Вальтер рассказывал и рассказывал про судно, про водоизмещение, скорость, экипаж, опускал руку ему на плечо, притягивал к себе и упорно отказывался замечать обреченное выражение на лице Гюнтера и побелевшие костяшки на руке, в которой он судорожно сжимал поводок Жу-жу. Он помолчал.

- Гюнтер, оттого, что ты выжмешь сок из поводка этого гаденыша, ничего не изменится, - глухо сказал Вальтер, глядя в сторону моря. – Ну не убьет же она тебя. Ну потреплет немного, но это преходяще. Не смертельно, и ладно.

Гюнтер вымученно улыбнулся и кивнул головой. Жу-жу рвался к каналу, по которому Аида должна была подойти к причалу. Вальтер отчаянно выдохнул, обнял Гюнтера и прижал к себе.

- Справимся, Хази, не можем не справиться, - бодро сказал он. – А теперь пора идти встречать маму, и да поможет нам Бог.

- Аминь, - сухо сказал Гюнтер, передвигая чугунные ноги в направлении места, в котором ему предстояло подвергнуться тяжелейшему в мире испытанию – гневу мамы. Он обреченно посмотрел на тигрообразно выстриженного псина, возбужденно переминавшегося на месте, вздохнул и сказал: - Ну что, пошли, что ли.

Сходни и трапы были установлены, члены экипажа вытянулись у них. Вальтер оживленно обсуждал с рядом стоявшими зеваками судно, круизы, вечеринку, которая намечалась на пристани, фарватер, порт и прочие радости. Гюнтер, холодея, ожидал появления мамы.

Мама выглядела довольной. Гюнтер видел, как она твердой поступью уверенного в себе человека неспешно спускалась по трапу на причал.
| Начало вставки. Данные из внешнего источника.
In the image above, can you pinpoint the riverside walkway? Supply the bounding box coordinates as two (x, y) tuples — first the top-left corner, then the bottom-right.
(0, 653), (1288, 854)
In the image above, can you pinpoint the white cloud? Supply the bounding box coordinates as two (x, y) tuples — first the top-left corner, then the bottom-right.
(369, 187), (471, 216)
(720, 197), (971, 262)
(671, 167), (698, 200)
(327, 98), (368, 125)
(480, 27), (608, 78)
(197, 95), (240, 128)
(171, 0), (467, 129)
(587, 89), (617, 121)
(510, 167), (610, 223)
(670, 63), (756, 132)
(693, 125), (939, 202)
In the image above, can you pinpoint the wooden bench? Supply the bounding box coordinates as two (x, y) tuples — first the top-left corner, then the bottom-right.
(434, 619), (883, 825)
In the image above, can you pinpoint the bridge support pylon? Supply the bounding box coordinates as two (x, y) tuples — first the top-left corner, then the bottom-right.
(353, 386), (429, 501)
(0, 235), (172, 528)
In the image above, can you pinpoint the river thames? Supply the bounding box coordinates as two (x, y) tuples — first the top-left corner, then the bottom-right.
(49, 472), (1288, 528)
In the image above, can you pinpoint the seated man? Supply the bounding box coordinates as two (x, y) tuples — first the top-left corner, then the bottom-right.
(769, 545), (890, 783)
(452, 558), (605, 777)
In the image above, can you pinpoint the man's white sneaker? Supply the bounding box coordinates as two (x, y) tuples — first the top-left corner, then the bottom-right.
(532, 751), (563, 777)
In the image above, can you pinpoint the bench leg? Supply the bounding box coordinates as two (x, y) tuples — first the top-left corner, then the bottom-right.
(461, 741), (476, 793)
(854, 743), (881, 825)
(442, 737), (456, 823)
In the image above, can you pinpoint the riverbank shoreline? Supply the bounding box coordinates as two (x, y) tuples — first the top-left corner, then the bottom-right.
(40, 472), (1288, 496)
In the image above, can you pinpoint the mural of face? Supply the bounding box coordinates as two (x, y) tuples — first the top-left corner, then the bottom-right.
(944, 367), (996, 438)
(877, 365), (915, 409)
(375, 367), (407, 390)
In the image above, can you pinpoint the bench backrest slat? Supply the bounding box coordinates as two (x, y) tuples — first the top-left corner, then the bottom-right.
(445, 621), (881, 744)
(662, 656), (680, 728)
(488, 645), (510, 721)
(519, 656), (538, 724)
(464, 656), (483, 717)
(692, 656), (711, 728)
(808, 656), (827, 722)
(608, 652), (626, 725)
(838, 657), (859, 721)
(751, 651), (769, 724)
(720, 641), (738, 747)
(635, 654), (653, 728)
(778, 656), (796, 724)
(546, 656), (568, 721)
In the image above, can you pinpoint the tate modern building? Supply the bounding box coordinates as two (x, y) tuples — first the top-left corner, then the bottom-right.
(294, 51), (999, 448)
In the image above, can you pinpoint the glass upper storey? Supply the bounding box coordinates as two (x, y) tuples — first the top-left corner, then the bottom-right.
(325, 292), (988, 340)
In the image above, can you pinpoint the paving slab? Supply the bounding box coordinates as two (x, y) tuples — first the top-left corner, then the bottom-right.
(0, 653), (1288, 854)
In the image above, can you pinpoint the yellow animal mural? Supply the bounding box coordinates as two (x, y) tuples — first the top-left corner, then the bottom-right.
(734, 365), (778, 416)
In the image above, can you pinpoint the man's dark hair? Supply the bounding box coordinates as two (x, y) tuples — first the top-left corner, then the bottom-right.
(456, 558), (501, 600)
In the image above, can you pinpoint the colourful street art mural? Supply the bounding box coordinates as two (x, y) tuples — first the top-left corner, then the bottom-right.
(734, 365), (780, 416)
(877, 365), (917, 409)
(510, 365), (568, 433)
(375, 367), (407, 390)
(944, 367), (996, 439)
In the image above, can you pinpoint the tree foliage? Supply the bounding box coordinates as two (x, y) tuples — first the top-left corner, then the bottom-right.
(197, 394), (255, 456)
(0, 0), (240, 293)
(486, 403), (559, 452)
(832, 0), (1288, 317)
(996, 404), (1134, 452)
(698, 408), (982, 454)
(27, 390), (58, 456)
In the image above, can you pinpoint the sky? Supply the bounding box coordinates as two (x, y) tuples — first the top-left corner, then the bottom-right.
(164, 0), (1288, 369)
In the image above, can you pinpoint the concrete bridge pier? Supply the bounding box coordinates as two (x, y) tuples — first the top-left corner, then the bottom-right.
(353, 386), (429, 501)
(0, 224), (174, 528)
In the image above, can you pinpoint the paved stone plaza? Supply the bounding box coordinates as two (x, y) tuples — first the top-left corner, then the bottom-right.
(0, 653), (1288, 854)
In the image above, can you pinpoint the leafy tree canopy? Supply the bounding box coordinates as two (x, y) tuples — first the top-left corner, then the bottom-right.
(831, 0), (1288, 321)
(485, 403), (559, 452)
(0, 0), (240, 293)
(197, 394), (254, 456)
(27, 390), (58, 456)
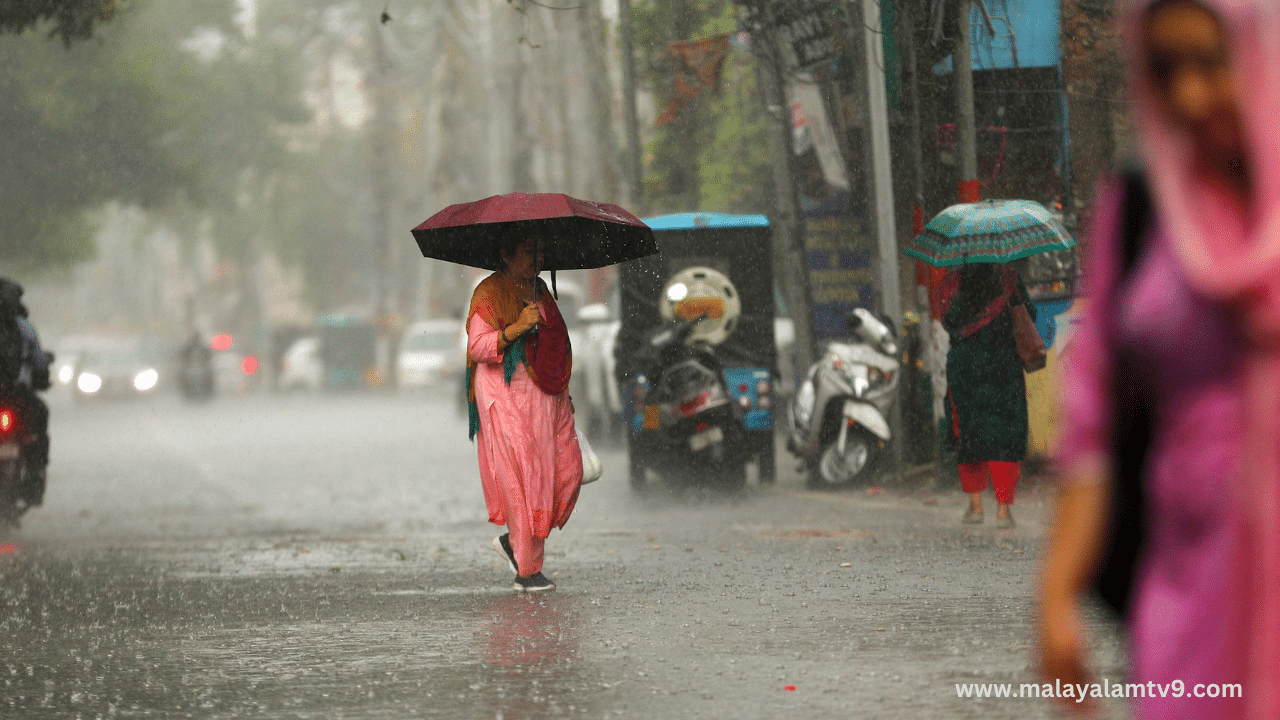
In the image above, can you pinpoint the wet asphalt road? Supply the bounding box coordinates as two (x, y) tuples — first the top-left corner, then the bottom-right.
(0, 396), (1123, 720)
Спина под рубашкой покрылась бисеринками пота, и он мог только тихо радоваться, что надетый сверху темный пиджак не позволит предательской влаге испортить его имидж, выдать волнение. Совершенно забыв, впрочем, что по виску течет тонкая струйка. Поводок в руке натянулся, и Жу-жу попытался кинуться навстречу любимой хозяйке, которая почему-то на него не обращала никакого внимания, а неверяще смотрела на сына, рядом с которым стоял высокий парень, держа перед собой цветы.